402 response handler returns payment requirements with accepted methods and pricing. Invoice generator creates payment requests with amount, recipient, and expiration. Payment verifier confirms transaction completion before serving the response. Client interceptor detects 402 responses and automates payment submission.

How to Use It?

Basic Usage

import express from 'express';

const app = express();

// Middleware: check payment
function requirePayment(
  priceUsd: number
) {
  return async (
    req: express.Request,
    res: express.Response,
    next: express.NextFunction
  ) => {
    const paymentProof =
      req.headers[
        'x-payment-proof'];

    if (!paymentProof) {
      return res.status(402)
        .json({
          type: 'payment_required',
          price: {
            amount: priceUsd,
            currency: 'USD' },
          methods: ['usdc',
            'lightning'],
          recipient:
            process.env.WALLET,
          expires: Date.now()
            + 300000,
        });
    }

    const valid =
      await verifyPayment(
        paymentProof as string,
        priceUsd);
    if (!valid) {
      return res.status(402)
        .json({
          error:
            'Invalid payment' });
    }
    next();
  };
}

app.get('/api/premium-data',
  requirePayment(0.01),
  (req, res) => {
    res.json({ data:
      'premium content' });
  });

Real-World Examples

// Client-side 402 handler
class PaymentClient {
  private wallet: {
    sendPayment: (
      to: string,
      amount: number
    ) => Promise<string>;
  };

  constructor(wallet: typeof
      this.wallet) {
    this.wallet = wallet;
  }

  async fetchWithPayment(
    url: string,
    options?: RequestInit
  ): Promise<Response> {
    const res = await fetch(
      url, options);

    if (res.status !== 402) {
      return res;
    }

    const invoice =
      await res.json();
    const proof =
      await this.wallet
        .sendPayment(
          invoice.recipient,
          invoice.price.amount);

    return fetch(url, {
      ...options,
      headers: {
        ...options?.headers,
        'x-payment-proof': proof,
      },
    });
  }
}

// Usage
const client =
  new PaymentClient(myWallet);
const res = await client
  .fetchWithPayment(
    '/api/premium-data');
const data = await res.json();

Advanced Tips

Cache payment verifications with short TTLs so repeated requests within the payment window do not require re-verification. Batch small payments into periodic settlements to reduce on-chain transaction costs. Use Lightning Network invoices for instant settlement of small payments. Implement receipt tokens that grant access for a time window after a single payment.

When to Use It?

Use Cases

Build a pay-per-request AI inference API that charges per query using stablecoin payments. Create a content paywall that unlocks articles via micropayments. Implement machine-to-machine payment flows for autonomous agent service consumption.

Related Topics

HTTP 402, micropayments, payment protocols, Web3 commerce, and API monetization.

Important Notes

Requirements

A payment verification service for confirming on-chain or Lightning payments. HTTP server framework supporting custom middleware for payment checks. Wallet infrastructure for receiving and verifying payments. Client-side wallet library for constructing and submitting payment transactions.

Usage Recommendations

Do: include clear pricing and accepted payment methods in 402 responses. Set expiration times on invoices to prevent stale payment attempts. Verify payment amounts match the requested price before granting access.

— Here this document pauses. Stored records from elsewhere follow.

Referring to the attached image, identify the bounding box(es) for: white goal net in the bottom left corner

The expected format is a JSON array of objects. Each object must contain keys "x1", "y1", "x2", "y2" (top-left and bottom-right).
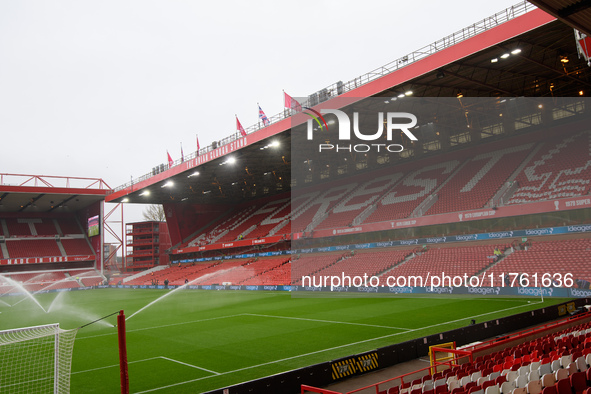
[{"x1": 0, "y1": 324, "x2": 78, "y2": 394}]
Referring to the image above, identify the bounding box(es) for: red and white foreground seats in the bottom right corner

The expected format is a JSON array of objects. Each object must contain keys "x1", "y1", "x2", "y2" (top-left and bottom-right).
[{"x1": 378, "y1": 323, "x2": 591, "y2": 394}]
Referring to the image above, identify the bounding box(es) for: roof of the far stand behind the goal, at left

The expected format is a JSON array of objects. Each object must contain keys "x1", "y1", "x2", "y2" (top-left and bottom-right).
[{"x1": 0, "y1": 174, "x2": 111, "y2": 214}]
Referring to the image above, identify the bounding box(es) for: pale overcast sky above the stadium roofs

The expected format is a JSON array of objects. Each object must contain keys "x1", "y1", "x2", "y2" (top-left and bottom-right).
[{"x1": 0, "y1": 0, "x2": 528, "y2": 223}]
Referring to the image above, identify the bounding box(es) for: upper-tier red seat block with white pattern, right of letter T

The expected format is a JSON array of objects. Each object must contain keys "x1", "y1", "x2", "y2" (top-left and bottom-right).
[{"x1": 508, "y1": 131, "x2": 591, "y2": 204}]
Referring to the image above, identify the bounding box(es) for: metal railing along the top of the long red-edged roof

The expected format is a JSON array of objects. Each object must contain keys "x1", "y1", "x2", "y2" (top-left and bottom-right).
[{"x1": 114, "y1": 1, "x2": 536, "y2": 191}]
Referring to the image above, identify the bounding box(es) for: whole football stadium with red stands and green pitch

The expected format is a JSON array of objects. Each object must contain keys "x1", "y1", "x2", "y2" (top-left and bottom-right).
[{"x1": 0, "y1": 0, "x2": 591, "y2": 394}]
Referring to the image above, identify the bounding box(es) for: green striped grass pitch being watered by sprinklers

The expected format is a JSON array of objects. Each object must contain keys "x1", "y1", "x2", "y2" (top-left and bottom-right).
[{"x1": 0, "y1": 289, "x2": 564, "y2": 393}]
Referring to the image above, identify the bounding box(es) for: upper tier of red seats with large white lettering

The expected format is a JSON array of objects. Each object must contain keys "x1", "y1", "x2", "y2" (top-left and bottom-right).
[{"x1": 179, "y1": 130, "x2": 591, "y2": 246}]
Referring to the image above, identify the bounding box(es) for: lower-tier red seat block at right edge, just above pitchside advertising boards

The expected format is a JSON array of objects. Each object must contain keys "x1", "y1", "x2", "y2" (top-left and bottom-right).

Don't: accept unverified payment proofs without on-chain confirmation. Charge for failed or error responses that provide no value. Require payment for health check or documentation endpoints.

Limitations

HTTP 402 is not widely supported by standard clients or browsers. On-chain payment verification adds latency to request processing. Payment channel economics may not justify the complexity for low-volume endpoints. Micropayment economics depend on low transaction fees which vary by network.